戦闘機パイロットの夢を追いかける青春物語

戦闘機パイロットになる夢を追いかける青春物語

防衛大学校物語 第238 -任侠者の男気-

自衛隊を辞める前、自宅近所の居酒屋である男性と知り合いになった。

見るからにカタギで無いような10歳以上年上の年配の人だった。

私が防大出身の戦闘機パイロットと分かると、えらく気に入ってくれた。

その人は、私くらいの世代なら聞いただけでビビる都内の超硬派私立大学出身だった。

いつもその人は「大学の同期生は皆、警察官かヤクザになったと」豪語していた。

現在、表向きは観光業を営んでいるが、裏の顔は少し怪しかった。

顧客はもっぱら中国の富裕層だった。

その富裕層に対して夜の観光も提供していおり、その内容は少しグレイであることは容易に想像できた。

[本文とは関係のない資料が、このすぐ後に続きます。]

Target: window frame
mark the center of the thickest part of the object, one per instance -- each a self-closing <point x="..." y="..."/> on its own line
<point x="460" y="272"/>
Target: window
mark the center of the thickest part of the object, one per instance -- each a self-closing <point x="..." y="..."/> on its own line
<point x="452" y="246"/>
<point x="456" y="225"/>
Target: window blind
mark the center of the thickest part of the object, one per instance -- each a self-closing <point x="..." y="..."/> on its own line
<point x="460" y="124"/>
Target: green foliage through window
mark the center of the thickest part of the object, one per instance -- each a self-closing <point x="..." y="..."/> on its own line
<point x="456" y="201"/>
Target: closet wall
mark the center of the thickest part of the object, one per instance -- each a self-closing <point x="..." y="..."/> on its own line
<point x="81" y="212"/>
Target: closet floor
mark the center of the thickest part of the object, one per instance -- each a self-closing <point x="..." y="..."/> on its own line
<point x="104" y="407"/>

とにかく羽振りが良く、居酒屋では見知らぬ客にもよく奢っていた。

私も、フィリピンパブに誘われて、そこで2人で豪遊したことがある。

お会計の17万円はその人がキャッシュで全て払ってくれた。

求職活動中に、その人にも会って、何か職を紹介してくれないか相談した。

失業者となってしまった自分の運命を呪い、こうなったならヤケクソでヤクザにでも何でもなってやろうと思っていた。

結局、その人は私に対し、表向きの観光業の営業職の話しかしてくれなかった。

きっと、元幹部自衛官パイロットに、グレイな夜の仕事を斡旋してはいけないというその人なりの男気だったんだろうと思う。

そして、その人から「何事も自分自身の手で掴み取るしか無い」というエールをその人から受け取った。

きっとその人は、そうやって今の地位を築いたのだろう。